Flowchart of Bootstrap algorithm.

Because the distribution of signal intensity in a given voxel over repeated measurements cannot be assumed to be normal the parametric F-test may not provide accurate p-values. This bootstrap procedure is the non-parametric equivalent of the parametric F-test and provides unbiased p values. Step 1) Obtain data with (blue, nT = 20) and without triggering (red, nN = 20). Step 2) Pool the triggered and non-triggerred data Step 3) randomly draw (with replacement) N = nT + nN = 40 images from the pooled data. Consider the first 20 images as a pseudo dataset with triggering, the other 20 as a pseudo dataset without triggering. Repeat this re-sampling procedure 10,000 times, calculate the variance for each of the resamples of pseudo triggered (σb1T, σb2T,…, σb10000T) and pseudo non–triggered data (σb1N, σb2N,…, σb10000N) and their respective ratios (F1b, F2b, … F10000b) and store the results. Step 4), calculate the variance of the original triggered (σT) and the original non-triggered (σN) dataset and their ratio F=σNσT. Step 5), compare the F value of the original data (F) to the distribution of 10,000 pseudo Fb values obtained from the bootstrap re-sampling procedure.

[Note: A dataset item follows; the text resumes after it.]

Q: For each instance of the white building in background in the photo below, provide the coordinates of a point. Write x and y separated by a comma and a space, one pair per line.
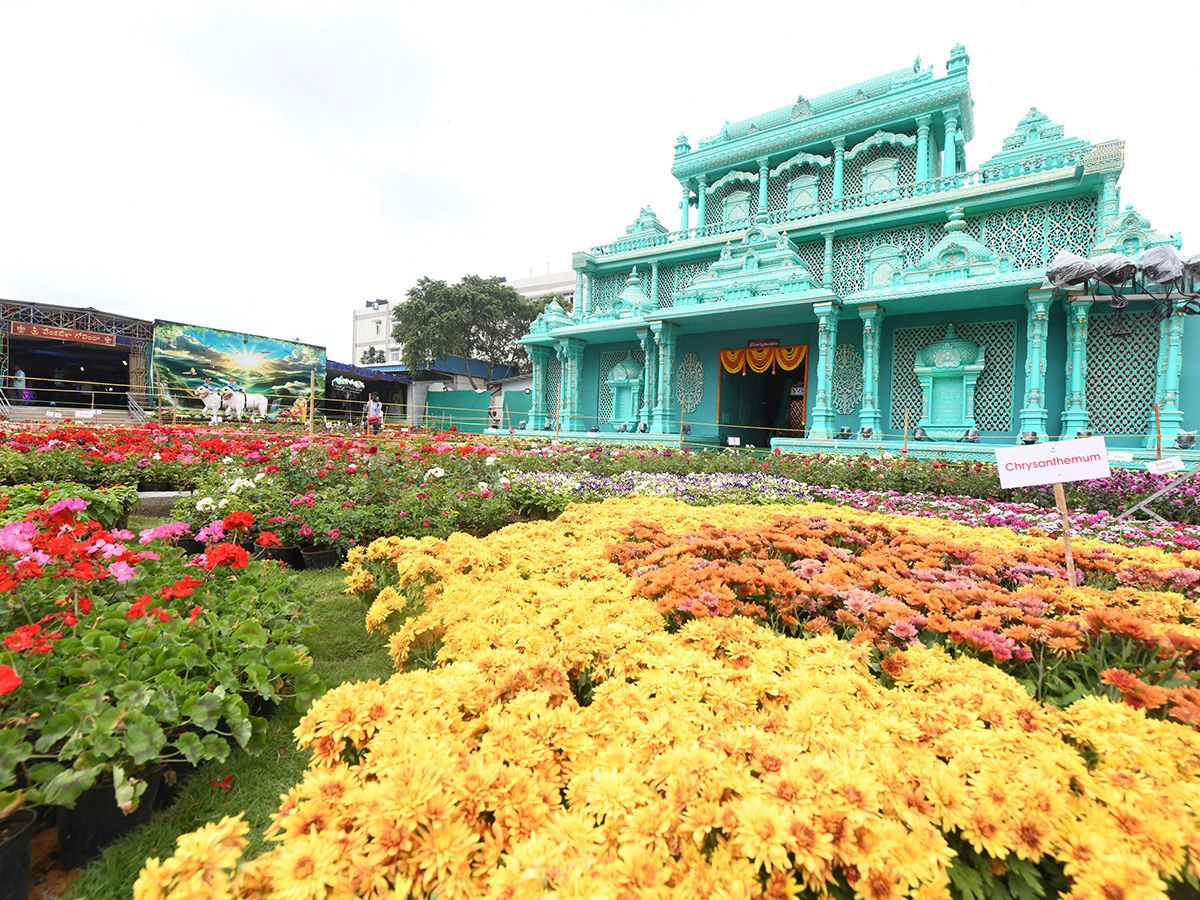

Step 6), identify voxels where fewer than 5 of the 10,000 pseudo Fb values are larger than the original F value. This corresponds to p < 0.0005 meaning that if the triggered and non-triggered data were drawn from the same distribution, there is less than 5 in 10,000 chance to obtain an F value that is as large; i.e. in a given voxel where there is no difference in variance there is only a 5/10000 chance that we would say there is.